The Changes
The changes that the state apparatus suffers in the Military state are too radical to be interpreted simply as transitory forms aimed at restoring the former civil state with its bourgeois-democratic liberties after a reasonable delay. These radical changes include the occupation of the state by a military-technocratic elite; the inexistence or absolute subordination of the legislative and of the judiciary under the executive branch, which is in the hands of the military; control of the apparatus of repression by the Armed Forces; militarization of the whole society -universities, education, ideology, etc. — these changes are structural changes, which permit big monopoly national and international capital the development of a new superstructure that can bring life to its model of accumulation, integrate the dependent economy into the new forms of the international division of labor, and — possibly — permit the political and/or economic domination of more backward countries of the regions (Brazilian sub-imperialism).
Does this mean that the same kind and degree of political repression will (have to) be maintained into the foreseeable future? On the contrary; insofar as the present holders of power are able to consolidate their rule and to institutionalize their political measures, they will no longer require so much brute force to maintain themselves in power and to pursue their economic model.
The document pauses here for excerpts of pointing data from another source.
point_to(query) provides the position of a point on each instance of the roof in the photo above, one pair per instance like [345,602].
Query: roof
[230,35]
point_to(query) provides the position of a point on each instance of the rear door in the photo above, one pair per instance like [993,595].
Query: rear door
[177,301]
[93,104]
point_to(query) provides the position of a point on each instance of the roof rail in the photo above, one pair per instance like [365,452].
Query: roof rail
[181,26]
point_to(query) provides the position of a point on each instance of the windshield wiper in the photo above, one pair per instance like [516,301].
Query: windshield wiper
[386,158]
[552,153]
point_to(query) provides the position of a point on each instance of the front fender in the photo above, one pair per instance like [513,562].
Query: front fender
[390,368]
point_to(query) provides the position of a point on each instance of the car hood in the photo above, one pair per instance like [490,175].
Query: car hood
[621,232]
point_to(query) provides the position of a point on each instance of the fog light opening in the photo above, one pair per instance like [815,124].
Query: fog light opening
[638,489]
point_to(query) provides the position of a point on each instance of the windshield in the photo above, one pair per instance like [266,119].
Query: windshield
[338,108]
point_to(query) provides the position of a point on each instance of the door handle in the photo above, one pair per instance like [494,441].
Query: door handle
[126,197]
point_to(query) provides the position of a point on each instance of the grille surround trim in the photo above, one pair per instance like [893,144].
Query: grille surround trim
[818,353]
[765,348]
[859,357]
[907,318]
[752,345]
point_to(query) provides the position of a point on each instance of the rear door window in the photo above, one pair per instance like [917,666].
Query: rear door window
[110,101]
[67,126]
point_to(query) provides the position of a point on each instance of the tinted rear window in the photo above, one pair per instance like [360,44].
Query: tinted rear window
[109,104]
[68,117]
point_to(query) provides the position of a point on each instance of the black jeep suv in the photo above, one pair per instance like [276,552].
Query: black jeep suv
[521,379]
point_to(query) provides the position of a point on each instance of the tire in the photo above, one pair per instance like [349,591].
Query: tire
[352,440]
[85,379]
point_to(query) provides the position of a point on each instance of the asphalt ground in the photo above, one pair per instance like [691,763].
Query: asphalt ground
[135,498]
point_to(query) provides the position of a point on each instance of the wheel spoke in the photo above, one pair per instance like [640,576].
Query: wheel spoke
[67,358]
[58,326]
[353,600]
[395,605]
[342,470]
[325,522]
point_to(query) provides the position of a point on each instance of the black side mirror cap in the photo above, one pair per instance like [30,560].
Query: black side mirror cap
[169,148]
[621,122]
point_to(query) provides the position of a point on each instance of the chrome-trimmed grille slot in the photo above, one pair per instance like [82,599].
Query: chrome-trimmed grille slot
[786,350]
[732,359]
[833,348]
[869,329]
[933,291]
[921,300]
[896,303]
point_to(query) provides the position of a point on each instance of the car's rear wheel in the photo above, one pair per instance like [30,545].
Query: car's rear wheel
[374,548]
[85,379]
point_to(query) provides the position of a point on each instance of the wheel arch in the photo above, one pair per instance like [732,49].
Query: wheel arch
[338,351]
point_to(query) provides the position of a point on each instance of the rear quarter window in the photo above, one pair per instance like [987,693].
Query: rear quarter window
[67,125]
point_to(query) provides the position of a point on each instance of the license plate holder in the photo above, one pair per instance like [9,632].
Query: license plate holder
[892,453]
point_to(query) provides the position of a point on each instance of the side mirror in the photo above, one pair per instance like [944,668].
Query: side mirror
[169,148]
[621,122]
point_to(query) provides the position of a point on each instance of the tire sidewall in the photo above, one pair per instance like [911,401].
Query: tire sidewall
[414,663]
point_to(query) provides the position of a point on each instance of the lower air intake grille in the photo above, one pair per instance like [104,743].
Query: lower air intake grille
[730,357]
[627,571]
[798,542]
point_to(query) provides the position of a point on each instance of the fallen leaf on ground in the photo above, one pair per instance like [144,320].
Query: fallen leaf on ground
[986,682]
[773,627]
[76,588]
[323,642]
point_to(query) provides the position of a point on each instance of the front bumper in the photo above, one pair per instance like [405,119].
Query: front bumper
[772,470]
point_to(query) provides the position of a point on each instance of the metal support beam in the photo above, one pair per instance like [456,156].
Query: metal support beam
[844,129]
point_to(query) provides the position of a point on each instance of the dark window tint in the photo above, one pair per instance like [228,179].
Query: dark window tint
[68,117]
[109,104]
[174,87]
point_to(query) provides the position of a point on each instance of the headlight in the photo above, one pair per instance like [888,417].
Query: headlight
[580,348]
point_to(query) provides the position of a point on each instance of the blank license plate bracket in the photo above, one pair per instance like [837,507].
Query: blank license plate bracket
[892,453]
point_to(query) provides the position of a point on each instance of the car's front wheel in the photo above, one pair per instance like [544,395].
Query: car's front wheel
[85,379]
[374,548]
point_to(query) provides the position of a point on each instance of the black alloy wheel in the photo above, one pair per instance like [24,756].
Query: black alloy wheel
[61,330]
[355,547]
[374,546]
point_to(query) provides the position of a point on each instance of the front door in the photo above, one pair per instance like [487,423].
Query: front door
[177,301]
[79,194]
The deeper the economic crisis and the more radical the economic change, the more violent the political midwife force necessary to impose an alternative economic model to "solve" the economic crisis. But once the new course of economic development or underdevelopment has been well launched, less political force is necessary to keep it on course. Thus the answer to the first question posed above would seem to be that the most violent political forms may not be so necessary in the future. It will depend on the "prosperity" of the new economic course, a prosperity gained at great cost to the people ("the economy is doing fine, the people are not," as President Geisel of Brazil accurately summarized). Violent political forms will also diminish when the functions of the most aberrant political forms have been otherwise institutionalized. This stage seems to have arrived, at least temporarily, in India and Sri Lanka, and in the Latin American countries that announced or began some democratization or liberalization. Such "democratization" includes forms of elections, as well as the possible partial return of the military to their barracks. In none of these countries, however, does this change signify the departure from economic and political power of those who only recently assumed or consolidated their hold on it. The displacement of Somoza by the Sandinistas in Nicaragua and the challenge to entrenched rule in El Salvador and perhaps Guatemala in opposition to regimes of long standing, are facilitated by these regimes’ loss of some of their bourgeois support, perhaps because they have been unable to adapt to changing economic and political requirements.